Dr. Kumaş, sağlık politikalarında acil düzenlemeler yapılması gerektiğinin altını çizdi:
“Hekimlerin özlük hakları, çalışma koşullarına ve şiddete ilişkin çok acil taleplerimiz var Bunların ayrılmaz parçası olan kamu sağlık hakkına ilişkin de taleplerimiz var.

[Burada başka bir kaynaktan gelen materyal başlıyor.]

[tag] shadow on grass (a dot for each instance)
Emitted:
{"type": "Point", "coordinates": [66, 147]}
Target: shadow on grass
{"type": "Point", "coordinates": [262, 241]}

Bizim bu taleplerimiz yıkıcı sorunları ortaya çıkaran, hekimlerin çalışma koşullarından bunalmış olması tükenmiş olması bunun sonucunda da kamu kurumunda uzaklaşıyor olmaları aslında kamu sağlık hakkının da ayrılmaz parçası. Çünkü gördüğümüz gibi toplum sağlık hakkından yoksun kalıyor. Bu nedenle sağlık politikalarına ilişkin acil düzenlemeler olmazsa bu sorun giderek büyüyecek.”